Writing is a way to detoxify myself. Here as I am sitting on the wooden floor of my room, looking at the laptop clock showing 12:11 AM, splurting out shit, I see my existence at the very core of it. Suddenly felt stomach-empty a while ago, I tried to struggle with the instinct to pull out all the evils hidden in my kitchen cupboard, by making some corn soup to calm myself down, and store up some energy in order to write this.
Let’s put it this way: I am, after all, a human being. By a human being, I mean a single one, not two, not together, totally detached from the social definition of our human race (the same as in gender vs sex). Even when I talk to friends/my family, exchange flirting sms with my boyfriend, go to class, go to convenience store to grab some coffee and cigarettes, I am eventually by myself. That means, the way the world revolves and things happen take place inside my head, and mine alone, not shared or determined or controlled by any means by any other external factors. I have a whole world with its own stories and melodies inside my head. And here, at this very moment as I mentioned above, I see my existence as a lonely, socially detached, single form of living creature that happens to be awake at 12:19 am, sitting straight up on my wooden floor, splitting out shit and eating corn soup.
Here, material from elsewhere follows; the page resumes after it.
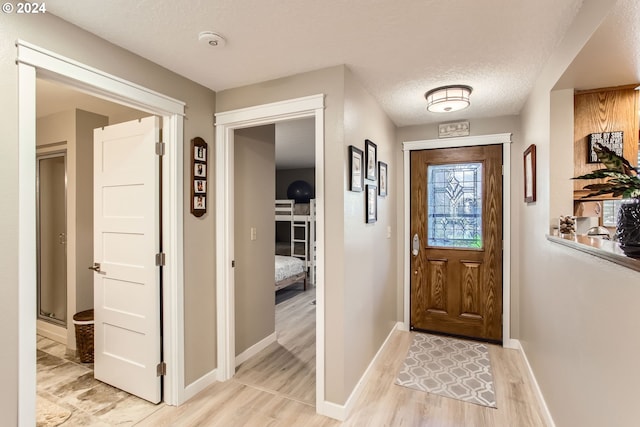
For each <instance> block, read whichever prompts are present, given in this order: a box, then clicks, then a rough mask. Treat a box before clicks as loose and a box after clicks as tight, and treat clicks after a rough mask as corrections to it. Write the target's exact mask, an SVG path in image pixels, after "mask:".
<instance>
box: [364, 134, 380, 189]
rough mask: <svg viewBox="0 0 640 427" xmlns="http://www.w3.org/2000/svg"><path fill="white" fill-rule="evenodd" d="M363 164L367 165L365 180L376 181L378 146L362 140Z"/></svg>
mask: <svg viewBox="0 0 640 427" xmlns="http://www.w3.org/2000/svg"><path fill="white" fill-rule="evenodd" d="M364 152H365V164H366V165H367V170H366V172H367V173H366V176H365V177H366V178H367V179H369V180H371V181H375V180H376V179H377V174H378V173H377V172H378V171H377V170H376V169H377V165H378V146H377V145H376V144H374V143H373V142H372V141H370V140H368V139H365V140H364Z"/></svg>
My life is an everyday fight with the virus that has not only taken its evil root inside me but has spread and permeated every single cell of my body. Yet, the even more scrary fact is that it has eaten into my nerves, my brain, controlling every single movement of me, driving me crazy until my mind screams and I finally burst out in a chaotic mess, ending up with the obnoxious muddy stinky pool of my own bodily puking.
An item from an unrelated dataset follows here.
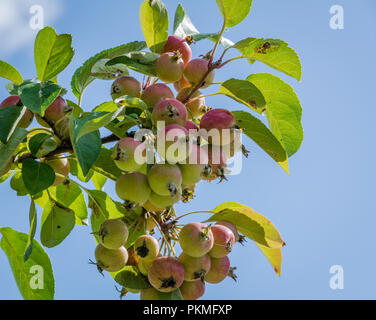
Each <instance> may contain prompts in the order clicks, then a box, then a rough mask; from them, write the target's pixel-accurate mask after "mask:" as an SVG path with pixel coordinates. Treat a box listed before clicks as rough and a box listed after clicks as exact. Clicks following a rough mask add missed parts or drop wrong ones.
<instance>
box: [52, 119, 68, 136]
mask: <svg viewBox="0 0 376 320" xmlns="http://www.w3.org/2000/svg"><path fill="white" fill-rule="evenodd" d="M55 128H56V130H57V132H58V134H59V135H60V137H61V138H62V139H63V140H68V139H69V138H70V133H69V118H65V119H62V120H59V121H58V122H57V123H56V124H55Z"/></svg>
Please, do not read this if you are eating. Alert to those biologically fragile to human feces stories during meal time or hypocrites trying to appear sophisticated or ladylike or whatever terms you call it.
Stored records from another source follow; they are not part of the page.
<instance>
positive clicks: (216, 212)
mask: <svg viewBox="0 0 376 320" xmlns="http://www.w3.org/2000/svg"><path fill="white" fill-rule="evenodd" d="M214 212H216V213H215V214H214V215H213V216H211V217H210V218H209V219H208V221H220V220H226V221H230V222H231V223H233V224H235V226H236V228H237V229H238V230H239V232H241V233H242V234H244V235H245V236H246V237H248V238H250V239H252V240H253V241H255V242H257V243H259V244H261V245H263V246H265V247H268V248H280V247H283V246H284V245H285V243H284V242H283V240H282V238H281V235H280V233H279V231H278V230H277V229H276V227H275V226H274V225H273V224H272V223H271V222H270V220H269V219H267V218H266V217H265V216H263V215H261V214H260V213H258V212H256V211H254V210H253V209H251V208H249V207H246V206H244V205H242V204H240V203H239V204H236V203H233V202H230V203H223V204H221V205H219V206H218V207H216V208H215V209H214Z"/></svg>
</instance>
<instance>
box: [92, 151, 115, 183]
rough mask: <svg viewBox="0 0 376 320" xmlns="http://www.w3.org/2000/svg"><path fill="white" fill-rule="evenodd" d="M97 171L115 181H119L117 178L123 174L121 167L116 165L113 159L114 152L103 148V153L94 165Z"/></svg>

The idea of social accompany gives me a nausea. That does not mean I am anti-social, or hate human, or look down on them. I do hang out with people; indeed I can never forget the time spent with the crazy kids from my high school time. I do enjoy the social and emotional aid that hanging out offers: it releases pain, it strengthens my beliefs, it enforces my own egoistic thoughts. Yet, I do not believe in the technical meaning of social accompany. Decisions are after all made by you and yourself alone.